Now having just reread the documents of Vatican II, I was surprised I did not recall Nostra Aetate affirming “the eternal covenant between God and the Jewish People, which is inextricably bound up with the Land of Israel”. So I double-checked the text and found that Rabbi Rosen has considerably altered the sense of Nostra Aetate (the Council’s Declaration on the Relation of the Church to Non-Christian Religions). In fact, the Declaration simply seeks to emphasize the close ties between Christianity and Judaism, in order to highlight the profound respect which Christians ought to accord to Judaism.

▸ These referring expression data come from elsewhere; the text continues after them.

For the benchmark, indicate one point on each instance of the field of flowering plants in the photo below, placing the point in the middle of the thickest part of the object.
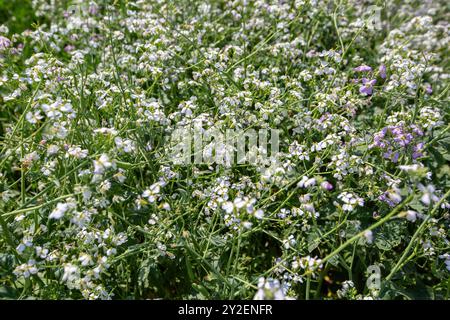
(117, 181)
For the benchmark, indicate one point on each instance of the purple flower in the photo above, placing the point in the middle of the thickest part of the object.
(367, 87)
(4, 43)
(382, 71)
(418, 150)
(363, 68)
(326, 186)
(69, 48)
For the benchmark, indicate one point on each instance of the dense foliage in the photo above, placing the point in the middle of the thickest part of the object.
(93, 207)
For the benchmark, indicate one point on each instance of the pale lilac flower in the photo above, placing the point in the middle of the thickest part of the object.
(326, 186)
(4, 43)
(382, 71)
(363, 68)
(367, 87)
(428, 195)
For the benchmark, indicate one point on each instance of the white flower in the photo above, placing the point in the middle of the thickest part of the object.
(77, 152)
(102, 164)
(152, 192)
(368, 234)
(306, 182)
(428, 194)
(411, 215)
(60, 210)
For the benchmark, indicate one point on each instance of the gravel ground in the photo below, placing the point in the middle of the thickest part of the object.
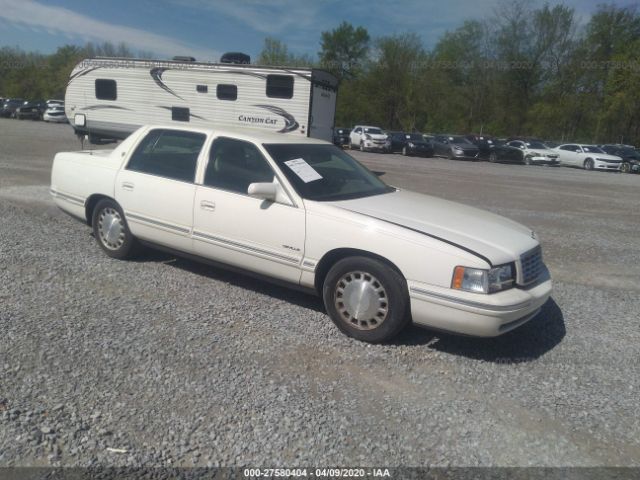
(163, 361)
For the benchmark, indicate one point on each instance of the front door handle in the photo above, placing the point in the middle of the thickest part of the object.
(206, 205)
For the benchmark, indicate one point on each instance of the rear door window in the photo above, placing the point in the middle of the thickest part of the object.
(168, 153)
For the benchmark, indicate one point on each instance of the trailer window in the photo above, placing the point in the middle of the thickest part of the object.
(169, 154)
(279, 86)
(180, 114)
(106, 89)
(227, 92)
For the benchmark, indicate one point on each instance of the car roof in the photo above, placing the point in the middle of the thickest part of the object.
(248, 134)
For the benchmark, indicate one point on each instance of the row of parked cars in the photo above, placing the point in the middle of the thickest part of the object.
(528, 151)
(20, 109)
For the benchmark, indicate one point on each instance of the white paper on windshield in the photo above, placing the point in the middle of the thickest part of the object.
(305, 171)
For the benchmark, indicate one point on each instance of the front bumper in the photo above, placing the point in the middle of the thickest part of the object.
(380, 146)
(465, 155)
(476, 314)
(544, 160)
(600, 165)
(424, 152)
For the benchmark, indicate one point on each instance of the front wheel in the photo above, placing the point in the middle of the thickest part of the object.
(588, 164)
(112, 232)
(366, 299)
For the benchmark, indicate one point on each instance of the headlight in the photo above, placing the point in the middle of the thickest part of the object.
(478, 280)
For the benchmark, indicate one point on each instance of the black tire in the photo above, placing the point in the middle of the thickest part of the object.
(119, 243)
(383, 283)
(588, 164)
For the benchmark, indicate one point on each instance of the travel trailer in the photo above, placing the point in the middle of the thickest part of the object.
(109, 98)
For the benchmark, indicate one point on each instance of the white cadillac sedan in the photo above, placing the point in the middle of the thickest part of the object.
(589, 157)
(303, 212)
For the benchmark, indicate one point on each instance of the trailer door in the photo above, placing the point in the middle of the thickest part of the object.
(323, 110)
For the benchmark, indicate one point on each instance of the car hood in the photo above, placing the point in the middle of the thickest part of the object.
(604, 156)
(486, 234)
(465, 146)
(377, 136)
(542, 151)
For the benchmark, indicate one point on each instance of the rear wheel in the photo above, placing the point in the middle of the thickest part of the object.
(366, 299)
(588, 164)
(112, 232)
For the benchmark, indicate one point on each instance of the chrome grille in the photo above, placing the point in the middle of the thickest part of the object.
(531, 265)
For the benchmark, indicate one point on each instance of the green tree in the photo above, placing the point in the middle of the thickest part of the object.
(344, 50)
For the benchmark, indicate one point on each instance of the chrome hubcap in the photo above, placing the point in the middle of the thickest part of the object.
(361, 300)
(111, 228)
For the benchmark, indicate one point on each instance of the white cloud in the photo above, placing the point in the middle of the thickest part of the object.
(272, 17)
(34, 15)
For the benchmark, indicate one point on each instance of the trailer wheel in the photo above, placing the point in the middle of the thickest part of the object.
(588, 164)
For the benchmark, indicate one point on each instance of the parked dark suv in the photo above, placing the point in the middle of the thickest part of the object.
(454, 147)
(414, 144)
(486, 144)
(32, 110)
(341, 136)
(10, 106)
(630, 157)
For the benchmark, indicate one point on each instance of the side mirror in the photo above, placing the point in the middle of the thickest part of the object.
(271, 192)
(265, 191)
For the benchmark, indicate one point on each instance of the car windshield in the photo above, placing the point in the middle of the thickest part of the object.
(325, 172)
(592, 149)
(626, 151)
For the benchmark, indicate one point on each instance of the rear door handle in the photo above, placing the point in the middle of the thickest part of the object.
(206, 205)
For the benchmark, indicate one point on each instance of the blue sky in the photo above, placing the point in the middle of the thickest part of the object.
(206, 28)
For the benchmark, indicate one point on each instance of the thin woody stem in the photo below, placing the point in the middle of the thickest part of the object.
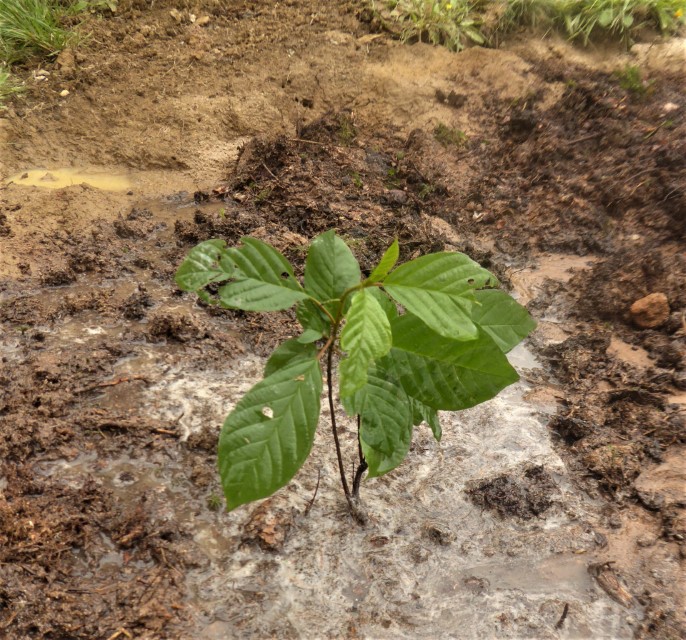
(329, 377)
(363, 464)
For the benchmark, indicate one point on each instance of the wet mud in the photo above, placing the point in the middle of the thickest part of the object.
(554, 511)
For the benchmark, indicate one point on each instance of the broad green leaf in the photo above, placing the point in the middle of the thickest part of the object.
(268, 436)
(386, 303)
(309, 335)
(502, 317)
(365, 337)
(605, 17)
(312, 319)
(439, 289)
(203, 265)
(287, 353)
(422, 413)
(330, 268)
(387, 262)
(442, 373)
(264, 280)
(385, 423)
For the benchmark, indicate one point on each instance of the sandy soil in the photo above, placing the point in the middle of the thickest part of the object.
(282, 120)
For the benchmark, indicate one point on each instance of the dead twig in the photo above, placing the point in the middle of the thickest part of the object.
(563, 617)
(112, 383)
(311, 502)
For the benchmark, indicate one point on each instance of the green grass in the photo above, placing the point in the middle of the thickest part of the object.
(31, 28)
(8, 86)
(583, 20)
(452, 23)
(456, 23)
(35, 29)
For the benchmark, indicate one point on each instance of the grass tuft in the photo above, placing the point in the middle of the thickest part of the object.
(451, 23)
(582, 20)
(8, 86)
(32, 28)
(457, 23)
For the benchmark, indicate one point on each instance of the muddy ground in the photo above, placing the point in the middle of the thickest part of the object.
(283, 120)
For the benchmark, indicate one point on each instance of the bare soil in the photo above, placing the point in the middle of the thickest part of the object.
(283, 120)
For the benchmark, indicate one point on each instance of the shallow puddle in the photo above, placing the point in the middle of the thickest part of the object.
(430, 563)
(67, 177)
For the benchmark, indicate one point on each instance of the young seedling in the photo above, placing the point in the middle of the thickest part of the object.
(444, 351)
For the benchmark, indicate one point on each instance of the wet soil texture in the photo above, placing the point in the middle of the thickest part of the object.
(556, 510)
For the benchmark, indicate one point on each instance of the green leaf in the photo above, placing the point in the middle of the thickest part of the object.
(330, 268)
(502, 317)
(309, 335)
(288, 352)
(385, 423)
(442, 373)
(264, 279)
(386, 303)
(312, 319)
(203, 265)
(366, 337)
(422, 413)
(605, 17)
(438, 288)
(268, 436)
(387, 262)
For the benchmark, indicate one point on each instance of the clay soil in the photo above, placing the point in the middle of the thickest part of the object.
(283, 120)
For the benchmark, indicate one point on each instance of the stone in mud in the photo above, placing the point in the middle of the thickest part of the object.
(664, 485)
(525, 497)
(651, 311)
(268, 525)
(174, 325)
(66, 63)
(614, 463)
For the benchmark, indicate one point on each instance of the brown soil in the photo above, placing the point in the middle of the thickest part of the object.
(283, 120)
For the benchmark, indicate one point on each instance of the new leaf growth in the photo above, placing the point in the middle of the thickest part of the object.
(445, 351)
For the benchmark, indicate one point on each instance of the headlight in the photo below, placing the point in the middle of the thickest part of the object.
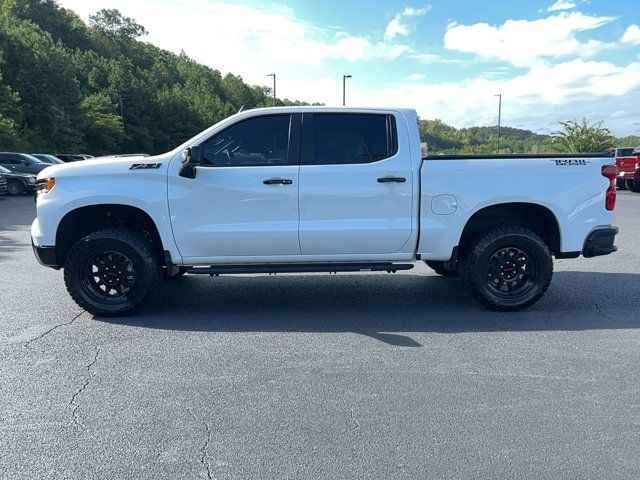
(45, 185)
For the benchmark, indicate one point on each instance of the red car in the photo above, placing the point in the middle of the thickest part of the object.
(628, 162)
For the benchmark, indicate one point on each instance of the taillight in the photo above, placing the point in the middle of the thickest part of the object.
(611, 172)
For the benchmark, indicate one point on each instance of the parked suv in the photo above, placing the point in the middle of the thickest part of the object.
(628, 162)
(46, 158)
(18, 182)
(21, 162)
(3, 183)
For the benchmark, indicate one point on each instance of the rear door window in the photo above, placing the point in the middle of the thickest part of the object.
(349, 138)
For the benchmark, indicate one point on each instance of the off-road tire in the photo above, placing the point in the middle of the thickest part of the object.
(441, 268)
(476, 267)
(633, 185)
(147, 272)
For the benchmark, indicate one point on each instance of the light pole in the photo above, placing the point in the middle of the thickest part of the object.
(344, 87)
(274, 87)
(499, 95)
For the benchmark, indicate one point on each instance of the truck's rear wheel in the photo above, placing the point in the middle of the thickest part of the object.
(509, 268)
(633, 185)
(111, 271)
(442, 268)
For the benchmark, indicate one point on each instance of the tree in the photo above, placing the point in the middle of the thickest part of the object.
(582, 137)
(112, 22)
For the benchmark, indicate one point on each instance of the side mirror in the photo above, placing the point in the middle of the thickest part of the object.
(191, 158)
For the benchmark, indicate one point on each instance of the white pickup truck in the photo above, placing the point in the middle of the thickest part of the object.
(316, 189)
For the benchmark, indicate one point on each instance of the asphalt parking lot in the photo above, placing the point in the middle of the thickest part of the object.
(318, 376)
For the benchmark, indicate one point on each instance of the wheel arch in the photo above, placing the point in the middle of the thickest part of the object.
(535, 216)
(83, 220)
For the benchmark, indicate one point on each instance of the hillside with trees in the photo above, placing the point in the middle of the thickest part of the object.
(66, 86)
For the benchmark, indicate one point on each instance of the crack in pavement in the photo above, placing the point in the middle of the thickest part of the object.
(353, 418)
(204, 455)
(90, 375)
(602, 314)
(55, 327)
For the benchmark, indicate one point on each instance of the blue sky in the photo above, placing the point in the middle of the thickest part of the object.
(551, 60)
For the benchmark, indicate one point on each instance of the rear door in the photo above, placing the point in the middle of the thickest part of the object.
(356, 187)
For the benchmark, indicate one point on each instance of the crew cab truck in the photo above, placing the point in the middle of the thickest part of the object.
(317, 189)
(628, 163)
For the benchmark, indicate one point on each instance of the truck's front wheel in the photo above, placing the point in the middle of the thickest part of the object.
(509, 268)
(111, 271)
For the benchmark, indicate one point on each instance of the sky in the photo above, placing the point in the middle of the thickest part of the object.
(550, 60)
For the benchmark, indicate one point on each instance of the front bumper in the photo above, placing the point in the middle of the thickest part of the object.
(46, 256)
(600, 242)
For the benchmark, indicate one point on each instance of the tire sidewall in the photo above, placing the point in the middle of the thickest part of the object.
(538, 254)
(86, 250)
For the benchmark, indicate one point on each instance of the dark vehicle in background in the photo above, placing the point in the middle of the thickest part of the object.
(76, 157)
(21, 162)
(18, 183)
(46, 158)
(628, 163)
(3, 184)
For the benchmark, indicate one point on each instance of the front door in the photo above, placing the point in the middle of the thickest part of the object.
(244, 199)
(356, 188)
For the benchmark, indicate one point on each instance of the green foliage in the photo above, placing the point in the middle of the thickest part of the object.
(583, 137)
(443, 138)
(69, 87)
(629, 141)
(111, 22)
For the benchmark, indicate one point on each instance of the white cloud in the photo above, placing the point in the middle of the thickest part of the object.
(525, 43)
(561, 5)
(631, 35)
(537, 99)
(399, 25)
(254, 41)
(245, 40)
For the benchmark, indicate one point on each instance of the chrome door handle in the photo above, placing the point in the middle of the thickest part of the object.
(278, 181)
(392, 179)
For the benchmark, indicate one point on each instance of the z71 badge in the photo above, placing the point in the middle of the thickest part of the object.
(570, 161)
(144, 166)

At the risk of quoting too much in a short space, the closest the Conciliar text comes to what Rabbi Rosen wants is this:
The Church of Christ acknowledges that in God's plan of salvation the beginning of her faith and election is to be found in the patriarchs, Moses and the prophets. She professes that all Christ's faithful, who as men of faith are sons of Abraham (cf. Gal. 3:7), are included in the same patriarch's call and that the salvation of the Church is mystically prefigured in the exodus of God's chosen people from the land of bondage. On this account the Church cannot forget that she received the revelation of the Old Testament by way of that people with whom God in his inexpressible mercy established the ancient covenant. Nor can she forget that she draws nourishment from that good olive tree onto which the wild olive branches of the Gentiles have been grafted (cf. Rom. 11:17-24). The Church believes that Christ who is our peace has through his cross reconciled Jews and Gentiles and made them one in himself (cf. Eph. 2:14-16).
So where Rabbi Rosen speaks of the “eternal” covenant, Vatican II speaks of the “ancient” covenant. And where Rabbi Rosen speaks of the “Land of Israel” as inextricably bound up with the covenant, Vatican II says the covenant’s central business is the preparation of the Jews for Jesus Christ, who “has through his cross reconciled Jews and Gentiles and made them one in himself.”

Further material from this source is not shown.